As someone who’s played D3 solo, grinding for Paragon was HORRIBLE! While I understand that group play can be fun, I usually would prefer to be able to play something on my own pace without much hassle (which is something that D3 failed at spectacularly). Also what’s the point of playing something that never ends? That’s what made D3 boring for me. Some games are meant to reach a certain end, and that’s what the level cap is meant to do. I personally, don’t mind making alternate characters because from what I’ve played from GD so far, it has good different items that you build different characters with different playstyles that end up having different gearing specs. I’ve completed a Primal Strike Warder, a Lightning Trickster, a PRM Warlock, and I’m on my way to completing a Bleeding Conjurer, and then after that, I plan to make a Cadence Blademaster, and I have no regrets spending all that time to complete these characters.

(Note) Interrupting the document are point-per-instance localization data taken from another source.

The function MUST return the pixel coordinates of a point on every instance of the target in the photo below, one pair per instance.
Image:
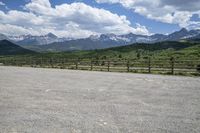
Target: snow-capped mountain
(36, 40)
(104, 40)
(3, 37)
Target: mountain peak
(183, 30)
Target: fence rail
(168, 66)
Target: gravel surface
(66, 101)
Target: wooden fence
(162, 66)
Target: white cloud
(66, 20)
(167, 11)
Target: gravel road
(36, 100)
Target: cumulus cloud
(167, 11)
(66, 20)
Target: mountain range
(51, 42)
(9, 48)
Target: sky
(82, 18)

We don’t need Paragon in any way.

What we need is an end game infinitely scaling objective to actually face, to which we can put our builds truly to the test. As is, right now, once you hit the level cap, and have gotten all of your gear, there isn’t much left to do. And the fact the gear grind is whatever the meta “run” is doesn’t help. Trove farming is probably by far the fastest way to obtain new stuff, but the least interesting by far as well.

Hopefully, Survival mode whenever it comes out will fill this need for an ultimate endgame objective, be it either by how long you last, or more effectively, how far/deep you can go.

Paragon isn’t a good system, no thanks. Last i heard D3 will abandon the system in the upcoming second expansion or heavily cap/modify it, even Blizzard realised the system was bad.

Only benefit of paragons in D3 is feeling of endless progression, nothing more (but only feeling).

disadvantages:

  1. Its making huge gap between veteran and new players.
  2. Its only way how to be in ladders (you need crazy high paragon level)
  3. In begining it was good. PL800 was real goal and challenge. Now PL800 is nothing, its just starting line when you start spending all points in main stats (str/dex/int) - ANY customization as originaly intended

As I wrote, it was good in begining but became worse and worse in every patch. It adds nothing deep to game. Its game design fault, every patch they are pushing ppl higher and higher in greater rifts -> more and more experiences -> more paragons. In past when you had PL400 you must thought which stat you want to boost. Now you have all maxed and just pushing main stat.

Paragons are plague of Diablo3 same as was Auction house.